The Duke tries to hid his jealousy of Slaag's photo album...
wildskizer is having sex with a monkey in his avatar. He's just cropped out.
Dhelihiker refuses to acknowledge that what the bears do in the woods is eaten by the rainbows he consumes for his power...
Wildskizer did quite a bit of hallucinogenic substances, you know, back in the hippy days.
Bears, rainbows, eating, whaaa...
The Duke of Hurl talking to himself : "Raaaaaalf...aaah the porcelain is cool against my cheek. Get your shit together man. Think of those snowy mountains...RAAAAAALF...oooh, yup that was spagetti I ate tonight."
Achtung wishes he was wearing a GoPro in his avatar.
It seems to this day the DUKE still thinks recycling is something cyclists and Hell's Angels only do...:nonono2:
Wildskizer likes to eat bacon covered pickles while listening to Barry Manilow and shaving his taint.
Missiongravity got naked, tucked his dick between his legs, put on his ski boots and auditioned to be the new Lange pin up girl........and he won
Snowvixen has pirated internet access to the convent where she lives cloistered in the tropics and has never skied a day in her life.
Though the Duke does claim to ski, he hasn't got a clue why.

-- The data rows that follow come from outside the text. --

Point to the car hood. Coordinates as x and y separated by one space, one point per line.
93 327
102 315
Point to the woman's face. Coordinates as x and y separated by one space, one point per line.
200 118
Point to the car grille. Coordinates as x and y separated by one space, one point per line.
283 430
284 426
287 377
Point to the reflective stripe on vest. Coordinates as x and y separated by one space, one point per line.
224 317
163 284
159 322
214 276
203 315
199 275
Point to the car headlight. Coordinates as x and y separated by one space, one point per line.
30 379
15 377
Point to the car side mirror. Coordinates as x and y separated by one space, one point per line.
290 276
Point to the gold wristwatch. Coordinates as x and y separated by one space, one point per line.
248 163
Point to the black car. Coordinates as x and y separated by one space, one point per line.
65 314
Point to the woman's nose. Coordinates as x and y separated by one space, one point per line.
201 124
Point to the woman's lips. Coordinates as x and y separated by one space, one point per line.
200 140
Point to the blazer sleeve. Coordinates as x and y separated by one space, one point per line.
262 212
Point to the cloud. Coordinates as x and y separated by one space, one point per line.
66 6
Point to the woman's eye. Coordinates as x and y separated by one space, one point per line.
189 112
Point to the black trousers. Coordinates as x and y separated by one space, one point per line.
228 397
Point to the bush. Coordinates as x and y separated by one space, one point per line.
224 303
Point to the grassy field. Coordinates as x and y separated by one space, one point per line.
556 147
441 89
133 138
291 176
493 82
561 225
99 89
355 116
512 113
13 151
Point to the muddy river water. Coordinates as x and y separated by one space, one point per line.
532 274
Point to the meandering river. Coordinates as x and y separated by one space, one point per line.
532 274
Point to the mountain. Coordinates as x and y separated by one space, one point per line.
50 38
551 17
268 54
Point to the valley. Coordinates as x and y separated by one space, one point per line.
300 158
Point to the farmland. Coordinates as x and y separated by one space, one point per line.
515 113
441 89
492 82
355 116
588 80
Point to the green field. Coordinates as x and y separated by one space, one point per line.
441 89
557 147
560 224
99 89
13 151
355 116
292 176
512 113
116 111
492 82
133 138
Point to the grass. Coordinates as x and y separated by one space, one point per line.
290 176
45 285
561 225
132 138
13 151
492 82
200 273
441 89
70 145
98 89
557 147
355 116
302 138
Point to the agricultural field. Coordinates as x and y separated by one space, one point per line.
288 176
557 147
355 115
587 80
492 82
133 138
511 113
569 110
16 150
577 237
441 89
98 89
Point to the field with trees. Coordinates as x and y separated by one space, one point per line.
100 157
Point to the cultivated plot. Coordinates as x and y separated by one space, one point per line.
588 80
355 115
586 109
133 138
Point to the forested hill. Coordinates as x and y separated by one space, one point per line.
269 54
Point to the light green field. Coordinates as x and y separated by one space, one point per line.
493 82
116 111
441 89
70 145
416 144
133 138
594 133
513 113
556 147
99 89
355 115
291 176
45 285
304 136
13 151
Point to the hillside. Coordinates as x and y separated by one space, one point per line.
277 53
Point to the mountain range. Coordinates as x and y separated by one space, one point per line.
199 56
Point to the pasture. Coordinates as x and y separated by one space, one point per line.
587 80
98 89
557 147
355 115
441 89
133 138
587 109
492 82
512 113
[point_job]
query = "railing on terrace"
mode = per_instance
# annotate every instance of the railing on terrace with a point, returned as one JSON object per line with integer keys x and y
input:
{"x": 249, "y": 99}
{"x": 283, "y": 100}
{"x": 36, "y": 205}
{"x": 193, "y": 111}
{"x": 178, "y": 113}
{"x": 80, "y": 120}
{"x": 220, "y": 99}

wildskizer still figures out the tip with a quick consult of the wrist calculator.
Schemeboat got his last tip at the local glory hole
Osecs is really just Sceso spelled backward. He's made fools of us!
jm2e's name is also the launch code for his army of attack squirrels to retake over Cottonwood Avenue from the feline horde.
Skirotica will publish a book this year of nude olympic and freeride hotties hucking their meat.
Splat=Skiing Patches Lately Around Tahoe (in jeans).
The Duke is actually a Dutchess.
Powtario is actually many more than just 2 different alias'. Besides being a porn fluffer/coke dealer, he is the largest underground bookie for midget wrestling in Mexico.
Das Blunt is actually George W. Bush trying to be one of the cool kids.
Rasputin is currently wearing control-top pantyhose
THis is a strange thread, No offense DV...
I tried to buy a blow-job from Deathvans mom in the parking lot of the titty bar she works in, she gave me this hard-luck story about her Kid eating surplus cheese , living in a van, down by the river, but she did not have change for a twenty.....?
I just found out Crampedon's my Dad
Papa?
Ok Ok DV, next time I will bring a bunch of friends to the bar, your uncle Splat for sure, so your mom can make some cash for your knee operation.
See you at Christmas, be good.
Deathvan and Crampedon need to get a room.
We're a close family, but not that close...
Crampedon lives in his car in a strip club parking lot. He has customized his back seat into a glory hole, consequently he saved up $20 by living on strange mens semen.
Dhelihiker has direct knowledge of Crampedon's livelihood because he was the source of $12.76 of the $20 Crampedon saved. And he's secretly travelling abroad as a sex slave to Hilary Clinton.
Alexander1310 is actually Rick James' bitch.